Massacre à la trottinette VI.
Alertée par mon rugissement la foule de joyeux vint pour un câlinage de masse. Je commençai à en bousculer quelques uns avec des mains dans la figure, des insultes généreusement lancées dans le tas et des coups de pieds parfois bien placés. Rien n'y faisait. Leur avancée était tout aussi inéluctable qu'étouffante. Je reculai devant leur nombre en serrant mes poings ; résolu à trouer de quelques dents en moins leurs imperturbables sourires. Pourquoi souriaient-t-ils tous ainsi ?
— Vous trouvez ça drôle ?! Je riais frénétiquement, la panique n'étant pas loin.
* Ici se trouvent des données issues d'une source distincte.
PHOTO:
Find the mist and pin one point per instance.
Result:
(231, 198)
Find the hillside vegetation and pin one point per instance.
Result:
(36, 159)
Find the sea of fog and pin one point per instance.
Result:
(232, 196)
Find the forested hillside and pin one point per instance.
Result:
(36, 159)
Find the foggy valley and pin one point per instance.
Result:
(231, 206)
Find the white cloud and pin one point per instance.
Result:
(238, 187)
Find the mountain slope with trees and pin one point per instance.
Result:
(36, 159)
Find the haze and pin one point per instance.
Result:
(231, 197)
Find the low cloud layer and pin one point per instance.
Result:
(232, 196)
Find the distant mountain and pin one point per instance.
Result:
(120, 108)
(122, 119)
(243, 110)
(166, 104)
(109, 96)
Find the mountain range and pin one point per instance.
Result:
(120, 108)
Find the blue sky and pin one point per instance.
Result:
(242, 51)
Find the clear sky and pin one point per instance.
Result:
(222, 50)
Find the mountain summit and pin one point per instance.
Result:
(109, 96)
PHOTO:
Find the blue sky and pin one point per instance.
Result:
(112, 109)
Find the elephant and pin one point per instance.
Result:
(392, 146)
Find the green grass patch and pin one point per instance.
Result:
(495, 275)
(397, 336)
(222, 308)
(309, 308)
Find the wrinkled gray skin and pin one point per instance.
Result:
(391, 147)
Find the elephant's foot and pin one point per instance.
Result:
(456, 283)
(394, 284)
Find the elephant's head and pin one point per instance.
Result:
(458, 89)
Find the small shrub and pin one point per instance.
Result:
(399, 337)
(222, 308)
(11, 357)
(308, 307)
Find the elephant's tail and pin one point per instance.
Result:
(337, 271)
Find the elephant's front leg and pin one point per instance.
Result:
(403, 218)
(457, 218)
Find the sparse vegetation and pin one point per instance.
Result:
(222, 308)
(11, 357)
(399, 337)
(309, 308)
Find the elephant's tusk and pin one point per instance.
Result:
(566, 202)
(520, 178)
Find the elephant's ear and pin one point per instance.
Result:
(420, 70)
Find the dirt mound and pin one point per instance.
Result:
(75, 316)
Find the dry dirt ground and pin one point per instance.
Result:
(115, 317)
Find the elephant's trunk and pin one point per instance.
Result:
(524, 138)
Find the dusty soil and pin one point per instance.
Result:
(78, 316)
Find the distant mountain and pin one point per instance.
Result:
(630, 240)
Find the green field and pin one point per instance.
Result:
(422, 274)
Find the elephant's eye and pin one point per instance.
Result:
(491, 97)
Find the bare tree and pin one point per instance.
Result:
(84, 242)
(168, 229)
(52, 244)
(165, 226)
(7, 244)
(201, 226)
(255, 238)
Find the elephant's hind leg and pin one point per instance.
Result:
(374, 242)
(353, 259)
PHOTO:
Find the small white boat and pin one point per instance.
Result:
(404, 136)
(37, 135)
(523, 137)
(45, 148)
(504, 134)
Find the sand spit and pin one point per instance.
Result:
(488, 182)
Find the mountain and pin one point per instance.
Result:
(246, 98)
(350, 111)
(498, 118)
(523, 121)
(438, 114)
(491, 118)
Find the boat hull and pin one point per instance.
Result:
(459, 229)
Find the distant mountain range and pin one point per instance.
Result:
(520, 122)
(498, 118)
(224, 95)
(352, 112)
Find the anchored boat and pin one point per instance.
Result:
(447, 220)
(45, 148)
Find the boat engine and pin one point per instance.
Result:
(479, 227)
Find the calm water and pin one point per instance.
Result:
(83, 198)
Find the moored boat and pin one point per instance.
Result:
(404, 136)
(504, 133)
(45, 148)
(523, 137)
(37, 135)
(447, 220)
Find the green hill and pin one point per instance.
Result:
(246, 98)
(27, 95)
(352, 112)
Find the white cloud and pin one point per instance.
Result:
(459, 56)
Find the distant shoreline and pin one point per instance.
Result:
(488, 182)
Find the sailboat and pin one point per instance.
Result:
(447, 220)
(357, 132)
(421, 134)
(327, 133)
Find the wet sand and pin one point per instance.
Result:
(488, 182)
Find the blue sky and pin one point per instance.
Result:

Dans ma retraite aveugle je vins percuter avec mes talons un troupeau de trottinettes. Ces saloperies étaient toujours laissées n'importe où, au beau milieu du passage. Je ne supportai pas ça. De plus elles étaient responsables de ma chute au moment le plus fatidique, pendant mon baroud d'honneur. Étendu de tout mon long, dos au sol je me débattais avec mes nouveaux adversaires. Je me relevai ; les frappais de violents coups de savate. On pouvait frapper les trottinettes ; les trottinettes ne se rendaient pas ; les trottinettes... Je m'éclatai le pied dès la première volée sur une de mes victimes électriques. Me tenant l'endroit douloureux entre mes mains, souffrant à cloche-pied, je réalisai un peu tard que parfois les trottinettes pouvaient aussi faire mal ; elles pouvaient faire très mal... J'en saisis une par la tête avec l'idée de partager, stricto sensu, ce nouveau ressenti. Mes aimables collègues, eux non plus, ne se rendirent pas quand je vins leur présenter ma découverte. J'avais opté pour un repli agressif leur nombre était pour eux un avantage certain. Je défigurai à reculons chaque visage rayonnant de bonheur qui se présentait devant moi.
Armés seulement de leur tendres intentions ils vinrent teindre d'un rouge sombre mon fléau improvisé. J'avais mal aux bras. Ils tombèrent sous mes coups furieux. Hommes, femmes, jeunes et vieux. Le premier d'entre eux était un beau brun aux yeux verts. Les autres n'étaient que des cadavres. Le hall désinfecté à la lavande de synthèse s'était habillé de macchabées. Il ne restait plus que le Yoshi. Je ne reculai plus, j'avançai, moulinant avec une toute nouvelle habitude mon assommoir, je savourai déjà la disparition prochaine du reptile.